Database access tool

You should have some kind of database tool installed. The most commonly used are DBeaver and DataGrip. This guide will show how to set up your sandbox connection using DBeaver, but everything should work as well with DataGrip and all other tools that support Google BigQuery.

Bizzflow project repository

During installation, a Bizzflow project repository was created for you, or maybe you are using your own. Either way, the repository should look the same.

Bizzflow project repository
Bizzflow project repository

Above is what the repository will look like in Gitlab. If you are using Github, Bitbucket or any other git host and your structure looks the same, you are good to go!

Apache Airflow UI access

Apache Airflow is the heart of Bizzflow. It manages scheduling of tasks and provides us with a nifty UI we will use to control what happens in our project.

You should be able to access your Airflow web interface. If you had someone else install Bizzflow for you, they should be able to let you know how to access it. It will look something like this:

Airflow
Airflow

Main layout

The main layout consists of a navigation bar at the top of the page with various links we will go through in some of the next steps in this guide. The part we are interested in right now is the list of DAGs.

Right after installation, you should see two DAGs - 90_update_project and 90_update_toolkit.
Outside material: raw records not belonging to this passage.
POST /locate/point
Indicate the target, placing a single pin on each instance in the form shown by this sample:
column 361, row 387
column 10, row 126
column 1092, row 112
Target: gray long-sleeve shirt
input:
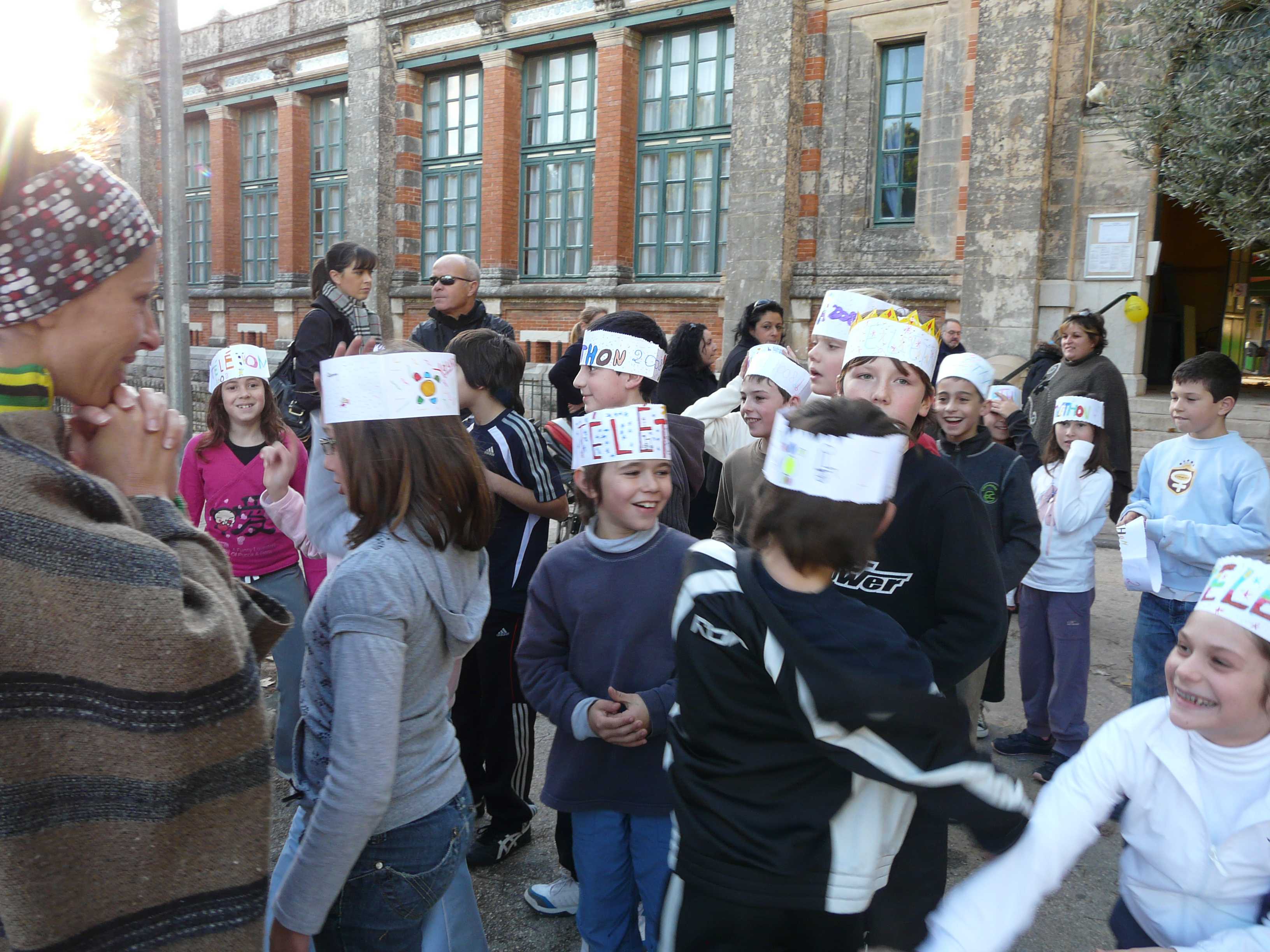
column 375, row 748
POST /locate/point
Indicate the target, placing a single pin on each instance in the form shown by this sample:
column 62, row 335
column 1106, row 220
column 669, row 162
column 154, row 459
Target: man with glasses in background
column 455, row 281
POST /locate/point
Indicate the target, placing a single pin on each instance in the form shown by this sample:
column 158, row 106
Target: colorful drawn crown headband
column 69, row 229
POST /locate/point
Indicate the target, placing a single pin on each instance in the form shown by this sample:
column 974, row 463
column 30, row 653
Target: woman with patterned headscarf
column 135, row 775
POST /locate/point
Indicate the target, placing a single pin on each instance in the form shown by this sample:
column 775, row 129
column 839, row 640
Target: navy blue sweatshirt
column 596, row 620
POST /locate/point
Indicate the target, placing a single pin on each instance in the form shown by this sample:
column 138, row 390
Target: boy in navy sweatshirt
column 808, row 729
column 597, row 659
column 1204, row 495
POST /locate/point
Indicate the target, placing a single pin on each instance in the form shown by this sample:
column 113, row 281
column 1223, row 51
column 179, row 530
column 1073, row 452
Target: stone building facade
column 679, row 158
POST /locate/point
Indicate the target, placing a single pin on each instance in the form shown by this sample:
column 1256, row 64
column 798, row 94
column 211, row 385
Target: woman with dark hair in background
column 764, row 323
column 341, row 284
column 688, row 378
column 1085, row 370
column 568, row 398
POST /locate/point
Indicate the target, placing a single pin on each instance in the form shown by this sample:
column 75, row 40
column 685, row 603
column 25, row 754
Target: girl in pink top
column 221, row 481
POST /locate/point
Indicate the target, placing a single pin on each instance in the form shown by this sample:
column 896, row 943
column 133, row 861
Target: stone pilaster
column 768, row 125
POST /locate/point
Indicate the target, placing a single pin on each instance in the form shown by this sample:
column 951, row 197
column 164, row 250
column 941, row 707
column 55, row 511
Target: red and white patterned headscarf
column 69, row 229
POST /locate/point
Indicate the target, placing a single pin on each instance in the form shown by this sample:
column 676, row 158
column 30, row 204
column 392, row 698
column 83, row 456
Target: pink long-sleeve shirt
column 219, row 486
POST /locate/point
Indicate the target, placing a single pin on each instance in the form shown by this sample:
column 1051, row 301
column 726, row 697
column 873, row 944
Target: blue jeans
column 1154, row 638
column 453, row 924
column 621, row 860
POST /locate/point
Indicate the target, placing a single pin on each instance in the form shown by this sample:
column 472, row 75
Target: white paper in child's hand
column 1140, row 558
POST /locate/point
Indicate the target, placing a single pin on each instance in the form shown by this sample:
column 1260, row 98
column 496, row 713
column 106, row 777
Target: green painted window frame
column 451, row 212
column 686, row 79
column 557, row 245
column 453, row 106
column 539, row 98
column 900, row 133
column 681, row 220
column 198, row 195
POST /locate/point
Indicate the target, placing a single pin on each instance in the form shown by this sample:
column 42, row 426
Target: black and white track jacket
column 794, row 777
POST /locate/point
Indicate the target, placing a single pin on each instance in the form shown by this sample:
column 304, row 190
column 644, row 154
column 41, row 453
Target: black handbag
column 282, row 383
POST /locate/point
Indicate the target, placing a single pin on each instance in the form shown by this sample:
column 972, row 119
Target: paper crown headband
column 970, row 367
column 842, row 309
column 1080, row 409
column 621, row 434
column 389, row 386
column 1240, row 592
column 238, row 361
column 1001, row 391
column 905, row 338
column 845, row 469
column 770, row 361
column 623, row 354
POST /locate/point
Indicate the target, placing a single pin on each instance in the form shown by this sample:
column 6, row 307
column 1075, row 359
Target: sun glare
column 47, row 73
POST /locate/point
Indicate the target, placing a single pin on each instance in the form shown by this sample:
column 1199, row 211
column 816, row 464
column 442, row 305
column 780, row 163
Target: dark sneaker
column 1045, row 772
column 495, row 846
column 1024, row 744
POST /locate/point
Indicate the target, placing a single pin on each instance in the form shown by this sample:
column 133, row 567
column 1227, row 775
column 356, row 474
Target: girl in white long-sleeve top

The number prefix serves to sort the DAGs in a way it makes the most sense and you can as well ignore it.

On / Off button [1]

This button serves to either enable or disable a DAG.

DAG [2]

This is the DAG’s name to help you better navigate between them (soon there will be a lot more than just those two).

Schedule [3]

Once you decide to let Airflow run your tasks periodically based on a schedule, you will see the settings here.

You will find useful links here, such as list of latest DAG runs and so long.
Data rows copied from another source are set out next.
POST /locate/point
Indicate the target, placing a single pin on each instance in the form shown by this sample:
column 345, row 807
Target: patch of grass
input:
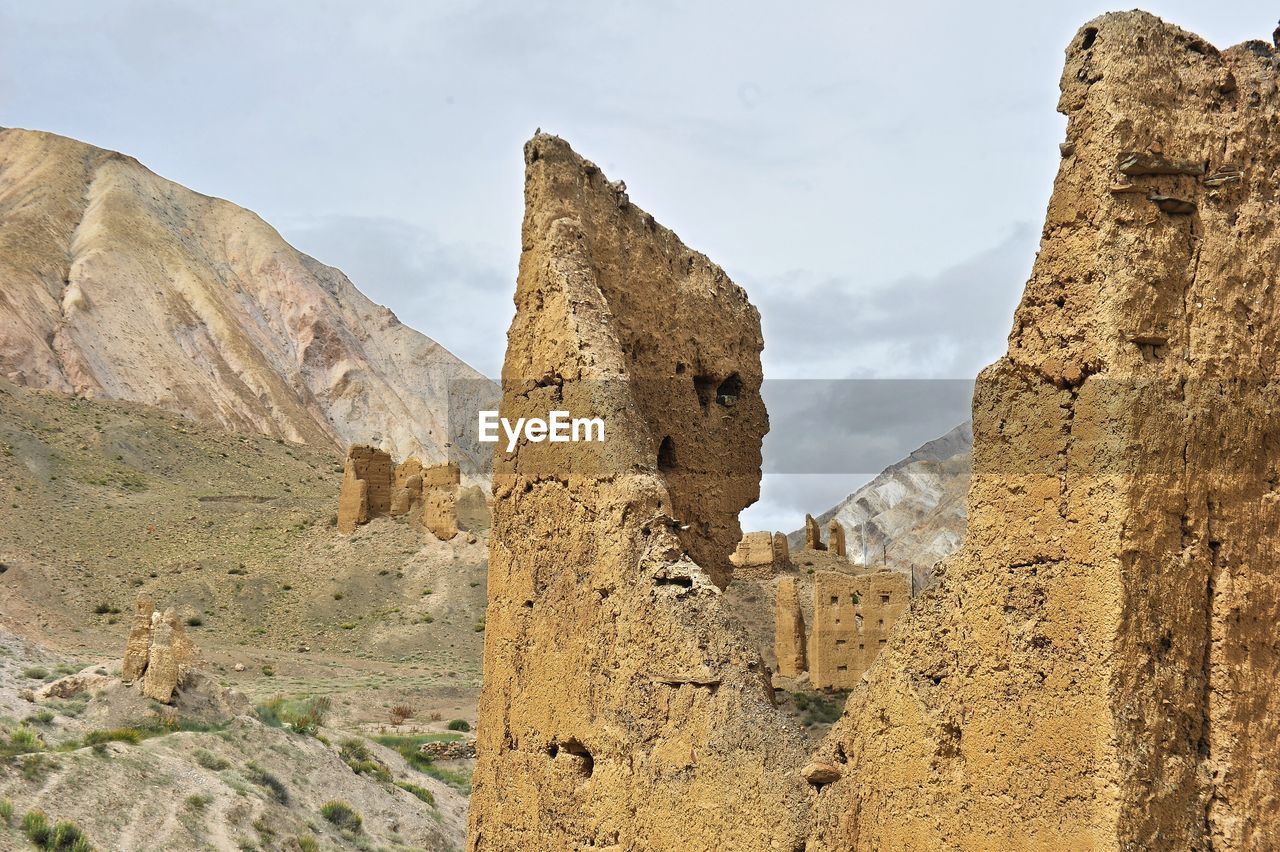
column 42, row 717
column 199, row 801
column 342, row 815
column 211, row 761
column 266, row 779
column 131, row 736
column 304, row 715
column 356, row 755
column 421, row 792
column 22, row 741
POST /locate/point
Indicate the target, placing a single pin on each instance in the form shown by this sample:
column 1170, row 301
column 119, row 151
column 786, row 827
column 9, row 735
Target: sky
column 873, row 174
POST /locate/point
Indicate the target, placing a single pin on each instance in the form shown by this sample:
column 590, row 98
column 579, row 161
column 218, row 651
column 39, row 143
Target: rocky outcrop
column 137, row 647
column 836, row 539
column 158, row 653
column 622, row 708
column 440, row 500
column 812, row 534
column 913, row 513
column 789, row 639
column 119, row 284
column 1096, row 668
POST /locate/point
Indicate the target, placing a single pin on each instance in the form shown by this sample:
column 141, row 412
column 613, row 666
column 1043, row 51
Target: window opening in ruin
column 667, row 454
column 730, row 390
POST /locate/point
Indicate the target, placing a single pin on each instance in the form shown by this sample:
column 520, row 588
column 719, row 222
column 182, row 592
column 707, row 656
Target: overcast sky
column 873, row 174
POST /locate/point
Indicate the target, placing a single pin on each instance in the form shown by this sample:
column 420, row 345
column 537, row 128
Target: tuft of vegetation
column 211, row 761
column 305, row 715
column 42, row 717
column 22, row 741
column 421, row 792
column 819, row 709
column 356, row 755
column 199, row 801
column 131, row 736
column 342, row 815
column 266, row 779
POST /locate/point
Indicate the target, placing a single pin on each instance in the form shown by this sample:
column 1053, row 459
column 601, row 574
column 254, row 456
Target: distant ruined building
column 1095, row 668
column 371, row 485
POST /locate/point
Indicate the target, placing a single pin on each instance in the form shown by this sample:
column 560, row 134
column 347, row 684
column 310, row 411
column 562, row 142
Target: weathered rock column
column 1097, row 667
column 620, row 706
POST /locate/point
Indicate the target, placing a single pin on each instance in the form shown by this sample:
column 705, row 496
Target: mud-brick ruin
column 854, row 615
column 373, row 485
column 1093, row 669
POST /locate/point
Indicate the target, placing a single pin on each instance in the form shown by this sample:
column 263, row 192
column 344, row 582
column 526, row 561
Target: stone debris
column 1134, row 163
column 1171, row 205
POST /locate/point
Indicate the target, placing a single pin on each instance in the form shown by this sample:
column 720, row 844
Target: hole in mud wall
column 667, row 454
column 728, row 390
column 705, row 389
column 585, row 763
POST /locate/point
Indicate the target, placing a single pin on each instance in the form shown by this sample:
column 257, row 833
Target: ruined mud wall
column 1096, row 668
column 853, row 618
column 620, row 709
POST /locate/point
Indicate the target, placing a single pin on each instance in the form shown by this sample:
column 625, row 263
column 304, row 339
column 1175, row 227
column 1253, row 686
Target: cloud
column 448, row 292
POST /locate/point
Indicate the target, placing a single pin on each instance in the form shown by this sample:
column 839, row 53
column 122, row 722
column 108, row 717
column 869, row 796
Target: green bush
column 131, row 736
column 421, row 792
column 270, row 782
column 209, row 760
column 342, row 815
column 37, row 829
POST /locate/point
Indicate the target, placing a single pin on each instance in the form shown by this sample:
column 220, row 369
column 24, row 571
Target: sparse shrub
column 270, row 782
column 131, row 736
column 37, row 829
column 211, row 761
column 23, row 740
column 342, row 815
column 421, row 792
column 42, row 717
column 199, row 801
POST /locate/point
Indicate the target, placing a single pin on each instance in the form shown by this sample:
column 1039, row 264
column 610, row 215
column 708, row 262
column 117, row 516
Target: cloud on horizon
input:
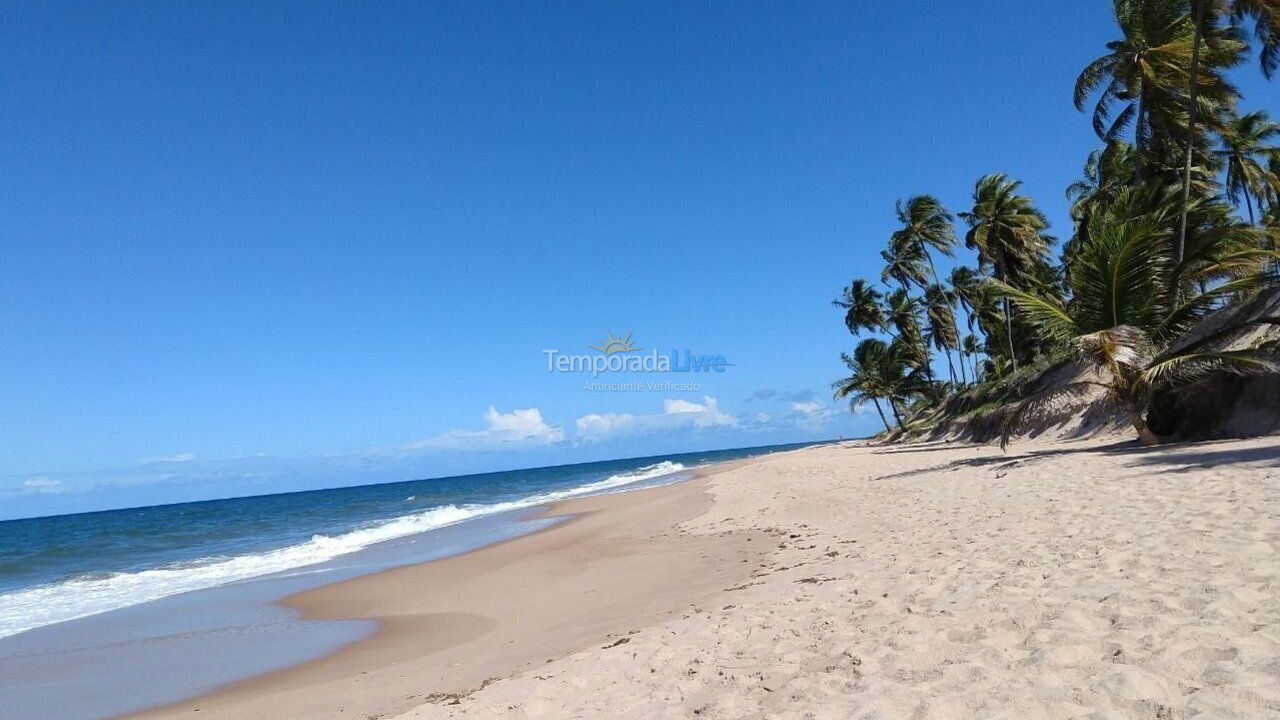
column 504, row 429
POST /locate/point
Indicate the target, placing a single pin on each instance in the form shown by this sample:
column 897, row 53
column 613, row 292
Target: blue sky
column 252, row 247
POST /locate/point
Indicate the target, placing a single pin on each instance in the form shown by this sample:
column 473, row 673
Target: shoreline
column 936, row 580
column 415, row 606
What we are interested in right now is the first one, the little play button . This makes it possible to run your DAG at any time. But more on that later.

Consoles [5]

This is a Bizzflow-exclusive navigation bar extension with useful links.

Airflow consoles
Airflow consoles
  • Cooltivator
    • A useful application to help you clean your data. See here
  • Latest Tasks
    • A link to the list of tasks sorted by their execution date. You will need this a lot when working with Airflow.
  • Flow UI
    • A UI created to make your life easier. Read more here.

What the heck is a kex

You may be asking yourself, what the heck is a Kex?

As you may have seen in the Bizzflow’s Key Concept in Bizzflow wiki, your storage (Data warehouse) is split horizontally to stages (raw, input, transform, output and datamart). For better clarity Bizzflow also uses vertical splitting of the stages, meaning there may be more related units of data in a single stage. E.g. raw stage serves for storing raw data from your data sources, but since there may be more data sources, it only makes sense to store them separated. This is what Kexes are all about. You have raw data, but you have accounts and transactions from your database and a balance sheet from a ERP. This would result in three tables across two Kexes:

  • raw_database.accounts
  • raw_database.transactions
  • raw_erp.balance_sheet

If you still have no clue what we are talking about, please check Bizzflow’s wiki for ETL Process Structure as this chapter covers everything you may possibly need to know about Kexes.

Kexes are nothing but database schemas in the background, but since the terminology does not fully address the relation of the underlying data, we decided to call them Kexes.

Good to go

If you checked you’ve got an easy access to all the things listed above, you are good to go!